LEVANT -- If you need help understanding the problem, imagine if former prime minister Stephen Harper had banned liberal journalists from his government events
Press freedom applies to everyone – even The Rebel
It’s become standard practice for the Liberal government to refuse to accredit
me or other reporters from my company, Rebel News, at press conferences. Other
right-leaning reporters are banned, too. But, at a recent press conference at
Ottawa’s National Arts Centre, during a visit by U.S. Secretary of State Mike
Pompeo, there I was, smiling at Foreign Affairs Minister Chrystia
Freeland from the front row.
I had been smuggled into the room by the former director of the U.S.
Central Intelligence Agency.
Okay – that sounds more dramatic than it really was. The former director
of the CIA is Mr. Pompeo himself. And he didn’t really smuggle me in. But he
did let me walk into the news conference as part of his own delegation, which
included U.S. journalists ... and I doubt he told Ms. Freeland about it.
That’s just as shocking as if it had really been a CIA operation.
The only way I was able to attend a news conference, by my own
government, was with the assistance of a foreign government.
It happened in the summer, too, when Ms. Freeland co-hosted a media
freedom conference in London along with her then-British counterpart,
Jeremy Hunt.
There, Ms. Freeland gave a speech and invited journalists to a
question-and-answer session. But her staff singled out two of the seven
reporters who showed up and told them they would not be welcome.
There just wasn’t enough room for all seven, they said. The Globe and
Mail, CTV, CBC, Global TV and Al Jazeera could come. But the two conservative
reporters could not – Andrew Lawton, the former Sun newspaper columnist who now
writes for True North Canada; and Sheila Gunn Reid, a reporter for my company,
Rebel News.
Mr. Lawton and Ms. Gunn Reid had been accredited by the British
government, which organized the conference. Both had crowdfunded their travel
from Canada. It was literally a conference about media freedom. But not for
journalists with the wrong politics.
The other journalists waiting to talk with Ms. Freeland – including the
Al Jazeera reporter – were stunned by her attempt to de-platform Mr. Lawton and
Ms. Gunn Reid. And to their credit, they refused to attend the
news conference without them.
Faced with a boycott, Ms. Freeland blinked and grudgingly allowed some
media freedom at the media freedom conference -- Ms. Gunn Reid got to ask her
questions.
Why had Ms. Freeland asked the UN to ban Ms. Gunn Reid from their
conferences?
Why had the Liberals refused to respond to her Access to Information
requests?
Ms. Freeland’s answer was shocking, especially in juxtaposition to what
she had just said in her official speech: “We all
need to defend our independent press – even, and perhaps especially, when it
criticizes us.”
That’s the script she read when she was onstage with celebrities such as
Amal Clooney. But when it was just Canadian reporters, Ms. Freeland let the
mask slip.
Canadian Foreign Affairs Minister Chrystia Freeland |
“You are here asking me a question, and that’s my choice and my
decision,” she said. In fact, her choice had been to exclude Ms. Gunn Reid.
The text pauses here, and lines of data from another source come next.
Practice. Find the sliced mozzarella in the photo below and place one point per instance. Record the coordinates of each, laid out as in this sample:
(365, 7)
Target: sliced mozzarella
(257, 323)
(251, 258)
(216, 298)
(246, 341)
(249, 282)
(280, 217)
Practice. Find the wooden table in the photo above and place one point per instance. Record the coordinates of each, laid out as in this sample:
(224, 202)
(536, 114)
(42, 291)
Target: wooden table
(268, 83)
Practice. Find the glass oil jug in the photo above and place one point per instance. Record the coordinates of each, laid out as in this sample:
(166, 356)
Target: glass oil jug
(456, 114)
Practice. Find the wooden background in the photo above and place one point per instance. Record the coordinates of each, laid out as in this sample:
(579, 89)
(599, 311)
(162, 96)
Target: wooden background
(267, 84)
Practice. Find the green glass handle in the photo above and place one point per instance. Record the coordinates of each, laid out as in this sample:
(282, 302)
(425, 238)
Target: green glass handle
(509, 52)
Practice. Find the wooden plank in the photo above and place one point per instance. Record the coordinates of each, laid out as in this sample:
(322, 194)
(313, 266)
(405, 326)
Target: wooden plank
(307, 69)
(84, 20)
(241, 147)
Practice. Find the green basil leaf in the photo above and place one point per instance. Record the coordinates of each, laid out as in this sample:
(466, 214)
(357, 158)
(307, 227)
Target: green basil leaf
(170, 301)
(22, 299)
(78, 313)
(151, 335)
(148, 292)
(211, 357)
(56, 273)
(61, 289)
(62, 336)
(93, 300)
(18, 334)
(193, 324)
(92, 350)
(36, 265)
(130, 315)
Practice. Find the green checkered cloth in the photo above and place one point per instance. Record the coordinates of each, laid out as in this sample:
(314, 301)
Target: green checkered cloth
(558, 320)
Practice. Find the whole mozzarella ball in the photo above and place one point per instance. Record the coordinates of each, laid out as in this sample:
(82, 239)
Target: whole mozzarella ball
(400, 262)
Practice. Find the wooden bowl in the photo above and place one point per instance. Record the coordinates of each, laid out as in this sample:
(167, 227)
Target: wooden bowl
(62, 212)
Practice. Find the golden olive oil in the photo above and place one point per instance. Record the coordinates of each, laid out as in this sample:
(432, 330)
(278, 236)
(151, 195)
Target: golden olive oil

But do press freedoms really require her permission?
“I do also think that it is important for governments, for countries,
for multilateral organizations to be thoughtful about media organizations that
are truly independent and truly impartial,” she continued.
Ms. Freeland didn’t explain that accusation. She had no problem inviting
Al Jazeera, the state broadcaster of Qatar. Later that day, she privately
welcomed the Foreign Minister of Pakistan (one of the most brutal censors in the
world) to the conference.
Ms. Freeland did not reject censoring journalists. She justified it, if
it was “thoughtful.” She ended by accusing Rebel News of being white
supremacists.
It’s standard now.
Indeed, the Parliamentary Press Gallery – the reporters’ guild that
controls access to many media conferences – has banned us without notice,
explanation or any appeal. China’s state broadcaster, Xinhua, is a member of
the Parliamentary Press Gallery, but we’re banned.
Not everyone appreciates our point of view. But we clearly speak to many
Canadians. Our reporters have been accredited by governments around the world,
in places such as Sweden, the Netherlands and India, and even in partly free
countries such as Iraq and Morocco. Only Canada has banned us.
I’m not surprised the Liberals don’t like us. We ask prickly questions.
But that’s part of our democratic system. If you need help understanding the
problem, imagine if former prime minister Stephen Harper had banned liberal
journalists from his government events.
Ms. Freeland’s conduct is remarkable given her former career as a
journalist.
Liberals need to know how freedom of the press works – it’s a gift you
have to give to your opponents, if you want it for yourself.
Ezra Levant is the president of The Rebel News Network Ltd.